Nesta fase, vale lembrar da parceria com a escola de artes cênicas da UniRio com a apresentação de um conto de Beckett no palco da Vila, seguido de debate, no interior do Atelier Casa4, com diretora, atores, pensadores e público. Houve grupos de estudo como “História e Quadrinhos”, coordenado por Darlan Montenegro e Pedro Roquete, além das oficinas de poesia, ministradas por Fábio Pessanha, e as de fotografia “Oficina Celular” de Henrique Koifman, que levaram os alunos a passear de modo atento pelo Atelier, Vila do Largo e pelo próprio entorno no bairro, aperfeiçoando o olhar e debatendo o resultado das imagens capturadas por todos. Muito bacana!
Fase 4
Mas, logo em seguida, em março de 2020, vem a pandemia que nos isola completamente. Eu e minha mãe ficamos sem poder estar juntas semanalmente no Atelier, e as jornadas de criação revigorantes tiveram que esperar. O portão da Vila é fechado e a circulação de visitantes não mais acontece.
Minha mãe ficou indignada e sentiu muito este período. Dedicou horas de seus dias a escrever sobre aquela coisa estranha que estava acontecendo, dividindo o tempo de pintura com a escrita. Neste triste período de isolamento, entretanto, Gloria Barbosa surge com novo projeto que deu sentido aos seus dias: fazer, nas telas, em arte naïf, músicas selecionadas por ela de Francisco Buarque de Holanda. Estávamos vivendo dias muito difíceis no país, com desincentivo às artes e um risco eminente de quebra democrática.

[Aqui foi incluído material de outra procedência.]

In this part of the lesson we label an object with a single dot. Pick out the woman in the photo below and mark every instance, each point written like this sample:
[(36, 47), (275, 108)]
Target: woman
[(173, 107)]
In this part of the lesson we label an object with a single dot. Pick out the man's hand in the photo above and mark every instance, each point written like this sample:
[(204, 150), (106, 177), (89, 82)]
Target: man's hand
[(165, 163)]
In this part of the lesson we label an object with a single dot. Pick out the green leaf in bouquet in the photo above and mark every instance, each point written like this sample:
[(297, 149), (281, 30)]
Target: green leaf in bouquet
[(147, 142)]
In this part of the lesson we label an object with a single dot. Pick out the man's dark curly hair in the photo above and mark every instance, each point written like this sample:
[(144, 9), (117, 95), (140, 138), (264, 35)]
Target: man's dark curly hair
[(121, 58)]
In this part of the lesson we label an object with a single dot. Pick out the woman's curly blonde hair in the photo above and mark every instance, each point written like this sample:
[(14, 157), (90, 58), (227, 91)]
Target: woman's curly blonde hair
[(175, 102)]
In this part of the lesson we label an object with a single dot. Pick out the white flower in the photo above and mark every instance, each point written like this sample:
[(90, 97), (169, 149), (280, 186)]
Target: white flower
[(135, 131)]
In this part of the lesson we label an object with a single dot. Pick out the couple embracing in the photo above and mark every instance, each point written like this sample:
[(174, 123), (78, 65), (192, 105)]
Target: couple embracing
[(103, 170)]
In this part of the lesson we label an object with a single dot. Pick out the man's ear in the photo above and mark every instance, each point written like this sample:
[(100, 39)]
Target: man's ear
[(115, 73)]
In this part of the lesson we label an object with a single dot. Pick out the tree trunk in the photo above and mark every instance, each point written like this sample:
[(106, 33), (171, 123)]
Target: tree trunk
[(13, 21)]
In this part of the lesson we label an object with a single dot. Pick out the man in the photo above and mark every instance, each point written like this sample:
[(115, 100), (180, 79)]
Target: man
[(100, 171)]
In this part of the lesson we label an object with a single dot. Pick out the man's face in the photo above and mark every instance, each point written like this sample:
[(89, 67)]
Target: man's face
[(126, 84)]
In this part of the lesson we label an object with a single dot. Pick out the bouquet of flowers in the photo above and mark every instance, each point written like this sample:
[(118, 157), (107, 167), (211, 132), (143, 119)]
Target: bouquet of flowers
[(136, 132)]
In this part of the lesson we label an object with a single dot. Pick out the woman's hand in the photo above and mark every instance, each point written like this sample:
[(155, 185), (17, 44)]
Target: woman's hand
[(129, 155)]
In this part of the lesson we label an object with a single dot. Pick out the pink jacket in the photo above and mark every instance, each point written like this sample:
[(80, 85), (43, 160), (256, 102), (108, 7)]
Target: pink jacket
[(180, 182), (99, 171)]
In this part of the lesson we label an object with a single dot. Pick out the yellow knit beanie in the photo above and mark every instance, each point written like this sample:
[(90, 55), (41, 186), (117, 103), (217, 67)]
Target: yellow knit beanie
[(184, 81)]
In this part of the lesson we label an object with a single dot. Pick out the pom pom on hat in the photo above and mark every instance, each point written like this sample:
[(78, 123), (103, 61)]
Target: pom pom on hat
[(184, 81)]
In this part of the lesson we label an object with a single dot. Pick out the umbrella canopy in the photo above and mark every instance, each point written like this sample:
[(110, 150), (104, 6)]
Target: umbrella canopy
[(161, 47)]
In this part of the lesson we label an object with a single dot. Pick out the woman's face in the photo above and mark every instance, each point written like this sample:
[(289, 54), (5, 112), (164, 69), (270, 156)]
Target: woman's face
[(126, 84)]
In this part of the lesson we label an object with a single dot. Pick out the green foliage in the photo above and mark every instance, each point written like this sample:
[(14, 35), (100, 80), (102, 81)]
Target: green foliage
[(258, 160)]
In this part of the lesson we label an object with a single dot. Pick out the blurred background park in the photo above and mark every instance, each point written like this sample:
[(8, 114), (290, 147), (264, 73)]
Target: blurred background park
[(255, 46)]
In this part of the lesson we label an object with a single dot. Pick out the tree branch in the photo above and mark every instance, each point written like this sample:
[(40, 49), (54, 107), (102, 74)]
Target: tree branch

Durante a pandemia fizemos algumas atividades virtuais no Atelier, como o início dos Projetos “Que Logos Somos?” e “Escritas audiovisuais”, criados e realizados por mim e Marcia Fixel, além de um curso sobre Ética, que ministrei, tendo por base a Ética a Nicômaco de Aristóteles.
Fase 5
Após a pandemia a volta às atividades do Atelier foi gradual, mas abrimos a casa para a primeira residência de um grupo mulheres chamado “Solos Pisados”, que, a partir do Atelier (site criou performances bem interessantes, em que as atrizes percorriam o interior da casa, o corredor da Vila e o pátio, além de vídeo-artes projetadas no muro da Vila.
A volta presencial ao Atelier foi muito lenta e receosa, e já não éramos mais as mesmas pessoas. Muito do entusiasmo foi arrefecido, mas Gloria Barbosa continuava a pintar as telas das canções de Chico. Faltavam poucas para terminar. Voltamos a nos reunir no Atelier para trabalhar nas telas e preparar esta grande exposição. Gloria Barbosa escreveu uma carta de punho para Chico Buarque, acompanhada de fotos de algumas telas já finalizadas. Chico ficou encantado e mostrou-se super receptivo e amigo em uma bela mensagem de áudio à Glória que a emocionou muito. Chico reservou, de antemão, duas telas para ele e a esposa: “Construção” e “Tua cantiga”.
Em junho de 2022 a exposição aconteceu, chamou-se “Poesia e Democracia: de Gonçalves Dias a Chico Buarque”. Contou com o Coral Encanta Santa, de Santa Teresa, cantando as músicas de Chico que estavam representadas nas telas. Gloria Barbosa se posicionava, mais uma vez, naqueles tempos difíceis que estávamos passando no Brasil. Recitou Castro Alves de memória, somando à tela que retratava o Navio Negreiro. A exposição foi um sucesso. A quase totalidade dos quadros das músicas do Chico vendida. Novamente uma linda matéria do Globo anunciava a exposição e retratava a história de Gloria Barbosa e o nascimento do seu atelier. Ela estava bem feliz, mas já apresentava sinais de fraqueza, com gripes frequentes e certo desânimo. Três meses depois, Glória, minha mãe, veio a falecer em 25 de setembro de 2022, pouco mais de um mês de ter completado 93 anos de idade.